A master of everything.




The title of Bukowski’s second novel is actually stolen property, pilfered by English, like so many others, from Latin. The implications are worth noting for a factotum is a “master of everything” and in the case of Henry Chinaski this means not just repairing bicycles and factory work, it means gambling, drinking and womanising. Just as Karl Marx viewed production as a sensuous human activity, as much a part of our species-being as it is our alienation, Bukowski seems to take a more literal line – he is production.

Henry Chinaski makes his way across the States often desperately penniless and drunk. He works any job he can find and hangs his hat wherever he can. We follow Hank as he sleeps on park benches and rides the rails from place to place. The only thing going for him, in the world of work, is the time he can afford to sell and the sweat he can shed for meagre wage-packets. Inevitably Chinaski is propelled forward by crises. He never seems to hold onto anything for too long, whether it’s jobs or a place to stay. In a society where everyone is supposed to be middle-class, or working to be, Bukowski writes about the gutter and for the gutter.

All in all, I found Factotum (1975) was a much more focused piece of work than Post Office (1971). What do I mean by this? It doesn’t wander too far from its themes. Perhaps because the latter was the first completed book it was inevitably going to encompass a lot. Both read as aimless, staggering odysseys through American society. But it’s Factotum which takes aim at work.

To the reader Bukowski levels his anti-work ethos and prods and pokes the assumptions we hold about work and its demands on us. At one point Bukowski writes: “How in the hell could a man enjoy being awakened at 6:30 a.m. by an alarm clock, leap out of bed, dress, force-feed, shit, piss, brush teeth and hair, and fight traffic to get to a place where essentially you made lots of money for somebody else and were asked to be grateful for the opportunity to do so?” It’s a good question.

In one chapter Henry loses his job and pushes the boss to make sure that he gets his welfare payments.
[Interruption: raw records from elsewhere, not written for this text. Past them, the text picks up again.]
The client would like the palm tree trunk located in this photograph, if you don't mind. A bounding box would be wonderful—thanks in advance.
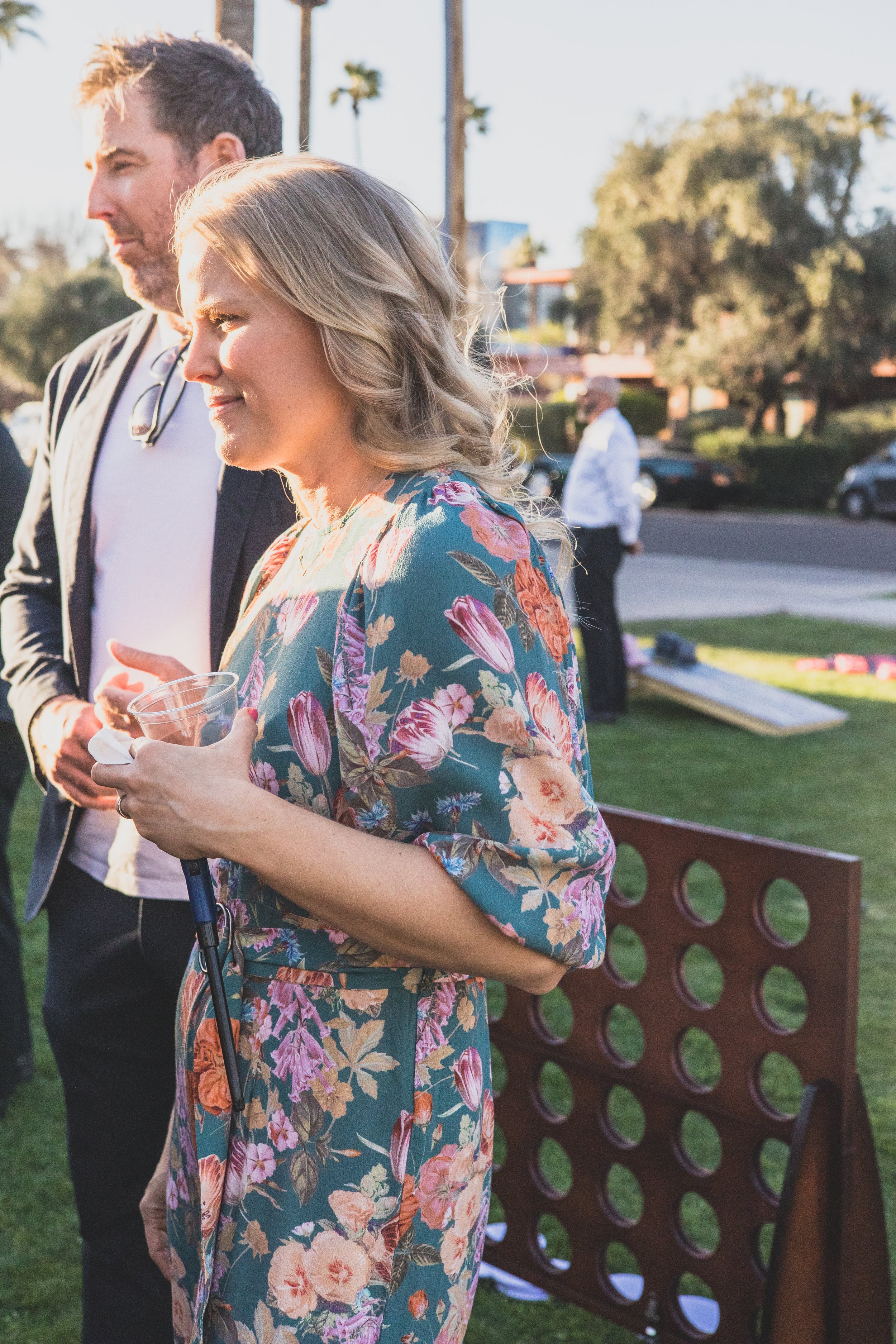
[215,0,255,57]
[298,4,312,154]
[442,0,466,281]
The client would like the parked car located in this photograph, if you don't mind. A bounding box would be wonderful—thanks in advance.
[837,442,896,523]
[526,442,736,509]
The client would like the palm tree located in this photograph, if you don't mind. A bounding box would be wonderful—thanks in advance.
[0,0,40,48]
[513,234,548,331]
[329,61,383,168]
[215,0,255,57]
[463,98,492,136]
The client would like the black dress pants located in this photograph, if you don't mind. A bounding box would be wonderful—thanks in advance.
[0,720,31,1105]
[43,862,194,1344]
[572,527,627,714]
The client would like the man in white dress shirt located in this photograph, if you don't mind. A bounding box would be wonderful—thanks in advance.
[563,376,643,723]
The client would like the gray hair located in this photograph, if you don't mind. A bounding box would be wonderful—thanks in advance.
[584,374,622,406]
[175,154,569,573]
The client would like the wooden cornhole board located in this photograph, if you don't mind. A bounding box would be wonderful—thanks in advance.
[635,661,849,738]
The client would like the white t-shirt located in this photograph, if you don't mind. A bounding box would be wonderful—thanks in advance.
[68,320,221,901]
[563,406,641,546]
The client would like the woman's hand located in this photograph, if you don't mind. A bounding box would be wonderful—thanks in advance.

He speaks as ‘the working-man’ here, not the poet of skid-row. The moment fits well. After all Bukowski stands out from the petty-bourgeois universalism of American society, – pretentions to meritocracy, individual liberty, and even democracy – it’s all up for grabs in this world. Chinaski is in one way an exemplar of the Protestant work ethic. He proves his father wrong by being able to go from job to job. But the story is hardly an advertisement for the ‘American Dream’.

Of course, the narcissism of the dirty old man is on show in the work. He’s both proud of his life as a working-class Joe, but he’s also imbued with self-love over his knowledge of just how worthless it all is. He feels he has profound insights to offer. And even as Hank leads a meaningless life, as we all surely do, his prose makes it meaningful. This is the heart of the heartless world.